Deng Xiaoping famously remarked, “It doesn’t matter whether a cat is black or white. As long as it catches mice, it is a good cat.” His pragmatic point of view created decades of prosperity for China — at the cost of the Tiananmen Square massacre — after the ideological cannibalism of the Cultural Revolution. With the ongoing Great About-face to China, one would think this sort of pragmatism would provide some sort of lesson to our local paramount leader. Some, in fact, believe this is happening. One example is the general lessening of tensions after responsibility for the conduct of the so-called war on drugs to be moved from the police to the Philippine Drug Enforcement Agency (PDEA). After all no one can object to the recently-rolled-out slogan, “Love Life, Fight Drugs,” of the Dangerous Drugs Board (DDB), which is PDEA’s mother agency (and makes policy in contrast to PDEA, which implements it).
Slogans are one thing, but there are two troubling realities that should make people pause before they prematurely start praising PDEA. The first involves the overall leadership of the DDB. Last May, President Duterte fired Benjamin Reyes as its head for sticking to its official 2015 numbers. In Reyes’ place, the President appointed retired general Dionisio Santiago, who headed PDEA for a time under Gloria Macapagal Arroyo. Back in 2009, he stated the agency sometimes planted evidence: “We sometimes do this although this is against the rule of law. Definitely we only apply this matter to some cases, like a subject who is publicly known to be peddling drugs but always escapes arrest. This is when we enter the picture.” This was after months of the agency being embroiled in the “Alabang Boys” controversy, with allegations of agents trying to shake down suspects for bribes, and the agents arguing they were being stymied by well-connected suspects on the other. The solution put forward was typical and, in retrospect, a sign of things to come: Why not appoint Jovito Palparan to head the anti-drug campaign?
Toward the end of 2009, Santiago then submitted a list of drug suspects (that he put together in “less than a month”) to Arroyo who, however, declined to release it. It seems by March of 2010, Arroyo had given Norberto Gonzales, her national security adviser, a list of suspects. Gonzales told a foreign reporter that “reports linking some congressmen, councilors, and local government officials with drug syndicates or drug lords” had been “received,” but then defense secretary Gilbert Teodoro commented that “the problem does not involve politicians at the national level.” Santiago then peddled his list to Voltaire Gazmin and then president Aquino, and later, to Duterte, a man who — as he himself said in August 2016 — isn’t afraid to cut corners, such as planting evidence, to get the results he desires. He has taken to using Santiago’s list as a prop, mistakes and all. And so the first thing to make you pause is that there has been no change, whatsoever, in methods and intent, as far as the campaign against drugs is concerned. Santiago is living proof of this.

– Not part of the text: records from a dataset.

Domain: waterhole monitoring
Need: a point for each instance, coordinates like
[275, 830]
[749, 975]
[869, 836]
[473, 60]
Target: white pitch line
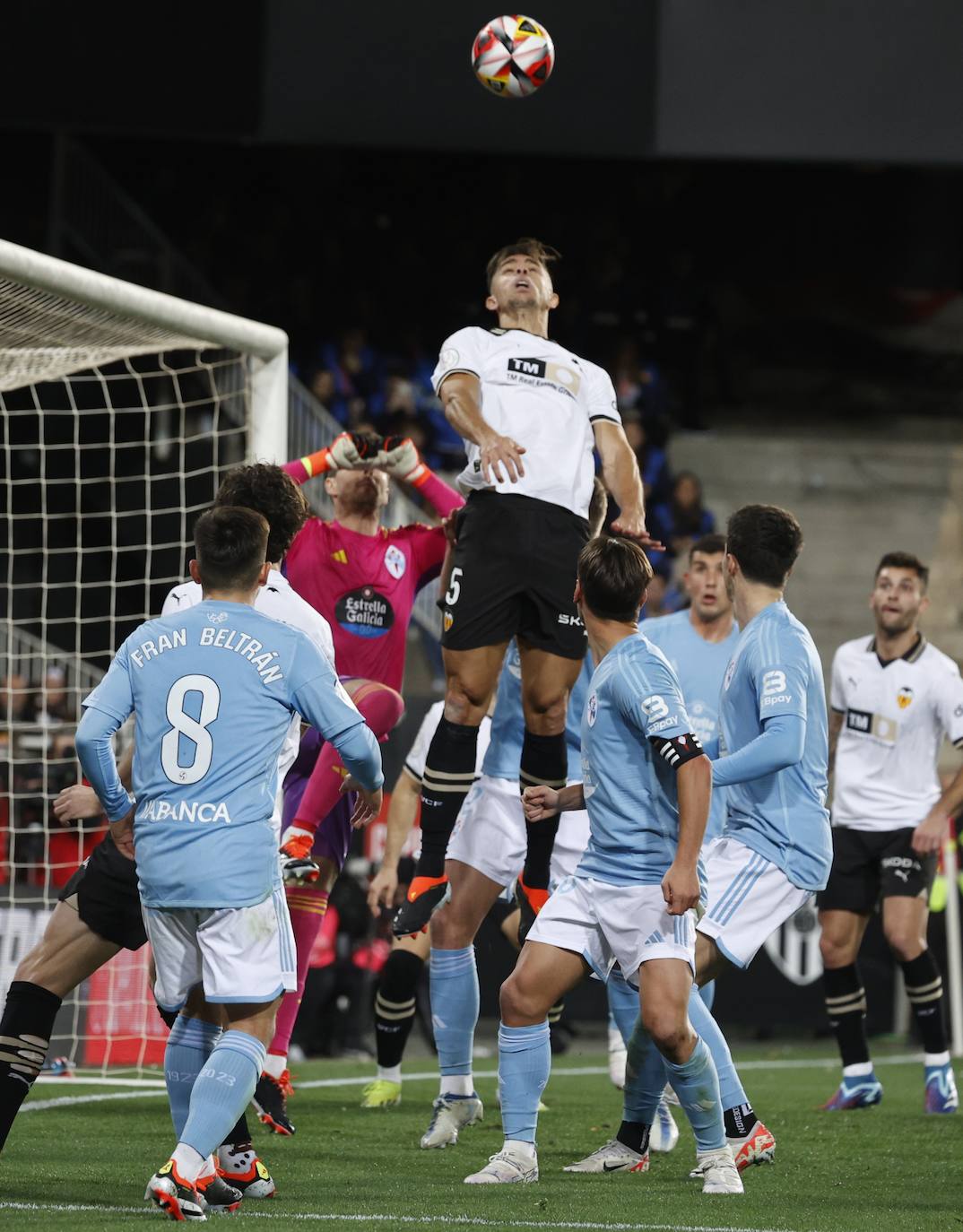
[39, 1106]
[412, 1219]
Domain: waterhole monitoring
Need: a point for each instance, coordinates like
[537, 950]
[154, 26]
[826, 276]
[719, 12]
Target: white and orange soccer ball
[513, 56]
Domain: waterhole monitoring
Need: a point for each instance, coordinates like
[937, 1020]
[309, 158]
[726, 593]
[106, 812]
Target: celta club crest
[395, 562]
[794, 948]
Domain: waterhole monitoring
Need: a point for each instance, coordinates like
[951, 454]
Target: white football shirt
[543, 397]
[274, 599]
[896, 718]
[419, 750]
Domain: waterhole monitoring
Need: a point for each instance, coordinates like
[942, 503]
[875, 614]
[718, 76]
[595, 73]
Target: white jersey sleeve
[950, 705]
[459, 352]
[603, 403]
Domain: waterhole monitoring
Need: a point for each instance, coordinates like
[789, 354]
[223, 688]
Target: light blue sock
[455, 1003]
[188, 1046]
[623, 1004]
[221, 1090]
[705, 1025]
[698, 1087]
[646, 1071]
[525, 1063]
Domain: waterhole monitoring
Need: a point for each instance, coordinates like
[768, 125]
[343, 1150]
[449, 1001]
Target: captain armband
[678, 750]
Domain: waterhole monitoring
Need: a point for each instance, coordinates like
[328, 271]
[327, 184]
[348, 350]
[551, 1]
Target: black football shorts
[868, 865]
[514, 576]
[108, 899]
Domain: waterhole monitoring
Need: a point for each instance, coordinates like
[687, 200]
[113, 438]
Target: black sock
[846, 1008]
[449, 769]
[925, 991]
[633, 1135]
[395, 1005]
[544, 761]
[25, 1037]
[240, 1136]
[739, 1122]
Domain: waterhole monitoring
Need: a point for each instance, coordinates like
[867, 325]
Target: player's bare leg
[547, 681]
[395, 1015]
[455, 1001]
[449, 768]
[66, 954]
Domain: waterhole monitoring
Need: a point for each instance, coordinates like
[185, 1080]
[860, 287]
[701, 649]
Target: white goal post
[121, 409]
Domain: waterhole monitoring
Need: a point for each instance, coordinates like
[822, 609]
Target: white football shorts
[490, 834]
[239, 954]
[609, 924]
[748, 899]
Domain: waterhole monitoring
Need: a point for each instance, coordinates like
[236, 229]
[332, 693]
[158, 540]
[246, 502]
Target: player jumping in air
[213, 691]
[363, 579]
[646, 787]
[894, 698]
[531, 412]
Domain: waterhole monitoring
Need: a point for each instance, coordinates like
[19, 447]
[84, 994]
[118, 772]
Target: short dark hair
[525, 247]
[613, 573]
[231, 546]
[597, 506]
[904, 560]
[711, 544]
[766, 541]
[273, 493]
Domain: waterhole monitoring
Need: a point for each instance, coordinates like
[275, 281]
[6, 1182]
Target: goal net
[121, 409]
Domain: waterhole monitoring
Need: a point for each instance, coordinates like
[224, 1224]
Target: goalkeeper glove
[349, 451]
[401, 458]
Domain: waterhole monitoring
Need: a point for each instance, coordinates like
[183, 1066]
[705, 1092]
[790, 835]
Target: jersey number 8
[195, 730]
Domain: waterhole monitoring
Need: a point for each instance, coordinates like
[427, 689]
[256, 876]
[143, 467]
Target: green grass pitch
[887, 1169]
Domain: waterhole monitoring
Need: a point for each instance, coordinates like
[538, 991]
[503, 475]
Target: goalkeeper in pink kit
[363, 578]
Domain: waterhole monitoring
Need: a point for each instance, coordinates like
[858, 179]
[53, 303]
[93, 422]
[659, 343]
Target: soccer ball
[513, 56]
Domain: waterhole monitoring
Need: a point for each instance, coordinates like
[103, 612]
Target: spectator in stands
[682, 519]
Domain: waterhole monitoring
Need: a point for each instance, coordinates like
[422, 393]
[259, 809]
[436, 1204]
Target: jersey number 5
[195, 730]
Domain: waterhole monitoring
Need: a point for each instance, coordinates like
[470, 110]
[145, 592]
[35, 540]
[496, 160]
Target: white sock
[457, 1084]
[190, 1163]
[274, 1064]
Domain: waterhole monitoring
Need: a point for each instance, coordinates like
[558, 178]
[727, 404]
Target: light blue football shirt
[629, 790]
[213, 690]
[776, 671]
[701, 668]
[504, 753]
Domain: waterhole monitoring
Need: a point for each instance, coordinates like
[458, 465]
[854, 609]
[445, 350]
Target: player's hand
[399, 456]
[369, 806]
[382, 889]
[353, 451]
[632, 524]
[540, 803]
[498, 452]
[76, 803]
[124, 834]
[931, 833]
[681, 889]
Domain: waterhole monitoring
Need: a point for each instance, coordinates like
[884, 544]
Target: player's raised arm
[620, 476]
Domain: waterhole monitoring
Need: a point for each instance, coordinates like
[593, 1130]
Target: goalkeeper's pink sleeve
[438, 493]
[302, 470]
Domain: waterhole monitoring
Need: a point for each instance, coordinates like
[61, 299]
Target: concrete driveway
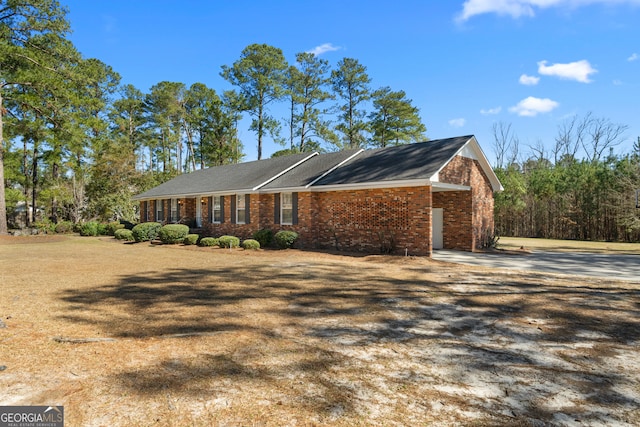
[621, 267]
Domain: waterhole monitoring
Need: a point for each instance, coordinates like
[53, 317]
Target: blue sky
[465, 64]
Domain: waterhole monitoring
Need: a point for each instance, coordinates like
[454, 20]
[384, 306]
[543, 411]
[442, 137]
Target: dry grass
[218, 337]
[511, 243]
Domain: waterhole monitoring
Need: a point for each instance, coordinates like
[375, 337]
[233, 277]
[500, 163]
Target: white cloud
[578, 70]
[323, 48]
[519, 8]
[491, 111]
[529, 80]
[531, 106]
[457, 123]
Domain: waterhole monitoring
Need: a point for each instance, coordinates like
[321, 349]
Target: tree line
[577, 189]
[76, 143]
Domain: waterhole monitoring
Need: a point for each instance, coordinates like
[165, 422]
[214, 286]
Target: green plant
[286, 238]
[229, 241]
[208, 241]
[191, 239]
[64, 227]
[251, 244]
[45, 226]
[173, 233]
[124, 234]
[89, 228]
[146, 231]
[112, 226]
[264, 237]
[103, 229]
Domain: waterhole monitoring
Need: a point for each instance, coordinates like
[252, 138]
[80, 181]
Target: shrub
[112, 227]
[251, 244]
[285, 238]
[229, 241]
[146, 231]
[173, 233]
[208, 241]
[89, 228]
[103, 229]
[191, 239]
[45, 226]
[64, 227]
[124, 234]
[264, 237]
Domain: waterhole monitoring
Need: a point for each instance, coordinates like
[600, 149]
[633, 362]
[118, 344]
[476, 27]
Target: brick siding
[391, 220]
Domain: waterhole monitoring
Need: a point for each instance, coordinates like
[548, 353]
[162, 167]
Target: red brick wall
[387, 220]
[374, 220]
[468, 215]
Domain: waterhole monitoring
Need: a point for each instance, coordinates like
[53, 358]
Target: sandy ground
[138, 334]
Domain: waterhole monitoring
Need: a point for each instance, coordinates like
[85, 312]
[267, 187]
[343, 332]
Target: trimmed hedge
[264, 237]
[112, 227]
[208, 241]
[146, 231]
[251, 244]
[191, 239]
[229, 241]
[286, 238]
[90, 228]
[124, 234]
[171, 234]
[64, 227]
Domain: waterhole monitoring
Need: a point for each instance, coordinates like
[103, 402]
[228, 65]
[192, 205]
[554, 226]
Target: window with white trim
[286, 208]
[159, 215]
[174, 210]
[240, 209]
[217, 209]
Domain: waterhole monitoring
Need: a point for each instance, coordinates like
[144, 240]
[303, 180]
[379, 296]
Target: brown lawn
[139, 334]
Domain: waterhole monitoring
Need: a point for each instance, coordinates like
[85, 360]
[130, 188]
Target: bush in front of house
[191, 239]
[64, 227]
[264, 237]
[112, 226]
[171, 234]
[285, 238]
[146, 231]
[89, 228]
[124, 234]
[208, 241]
[229, 241]
[251, 244]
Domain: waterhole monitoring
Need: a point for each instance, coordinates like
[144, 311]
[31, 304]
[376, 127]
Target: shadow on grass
[326, 334]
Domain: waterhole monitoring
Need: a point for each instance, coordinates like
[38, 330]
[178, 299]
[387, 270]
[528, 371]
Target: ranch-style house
[402, 199]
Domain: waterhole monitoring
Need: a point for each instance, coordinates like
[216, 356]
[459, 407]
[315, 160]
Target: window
[240, 209]
[217, 209]
[159, 215]
[174, 211]
[286, 208]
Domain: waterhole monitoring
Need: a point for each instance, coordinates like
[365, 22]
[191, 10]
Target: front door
[198, 212]
[437, 223]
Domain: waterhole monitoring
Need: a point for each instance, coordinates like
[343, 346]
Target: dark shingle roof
[404, 162]
[398, 163]
[227, 178]
[310, 170]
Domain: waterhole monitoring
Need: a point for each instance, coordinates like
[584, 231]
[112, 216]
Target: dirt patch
[170, 335]
[26, 240]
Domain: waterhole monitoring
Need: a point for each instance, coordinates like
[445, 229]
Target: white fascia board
[371, 185]
[315, 153]
[194, 195]
[442, 186]
[471, 150]
[334, 168]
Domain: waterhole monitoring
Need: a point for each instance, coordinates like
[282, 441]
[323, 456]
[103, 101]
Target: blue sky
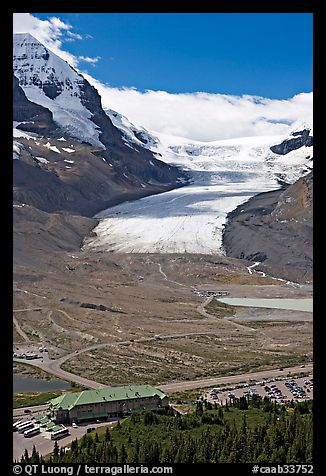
[200, 76]
[264, 54]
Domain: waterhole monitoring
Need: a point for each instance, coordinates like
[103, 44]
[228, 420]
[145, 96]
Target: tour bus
[17, 423]
[55, 435]
[32, 431]
[25, 426]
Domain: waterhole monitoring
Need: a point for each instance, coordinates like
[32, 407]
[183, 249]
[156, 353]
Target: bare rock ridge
[298, 139]
[276, 229]
[79, 161]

Which brings us to the second reason to pause before engaging in praise. The President has been candid in his dissatisfaction with the police, not necessarily for the body count it has racked up (or, which has been racked up by gangs rubbing out their own assets), but for being too public, messy, and careless about it, to the extent that this forced him to repeatedly put the campaign on hold or slow it down, as domestic and global opinion criticized the liquidations that have taken place. The frustration of the President and the police leadership over this can be measured by the irritation over how a supposed-to-be publicity coup — the official finding that the lady in the famous photo by Raffy Lerma was rubbed out by a drug gang and not the cops — doesn’t seem to have calmed the public or redeemed the cops. More to the point, the President has been vocal about expecting PDEA to fail. Which suggests he is grudgingly beating a strategic retreat for now, but chomping at the bit to resume the means and methods he has preferred all along, once public opinion subsides.
Yet the fate of Iloilo mayor Jed Mabilog is a case in point, as old as the FBI in its war on gangsters in the 1930s when it put Al Capone behind bars for the unexciting but thoroughly proven offense of failing to pay proper taxes. It took the Ombudsman to take Mabilog out of the picture after the President thundered and shrilled, only to have police intramurals vomit out his preferred mayor-buster from being assigned to the city, and having (as chatter from Iloilo has it) 20 conventions cancelled and Ilonggos in general upset. Find a good cat. Do not arm an old one with napalm.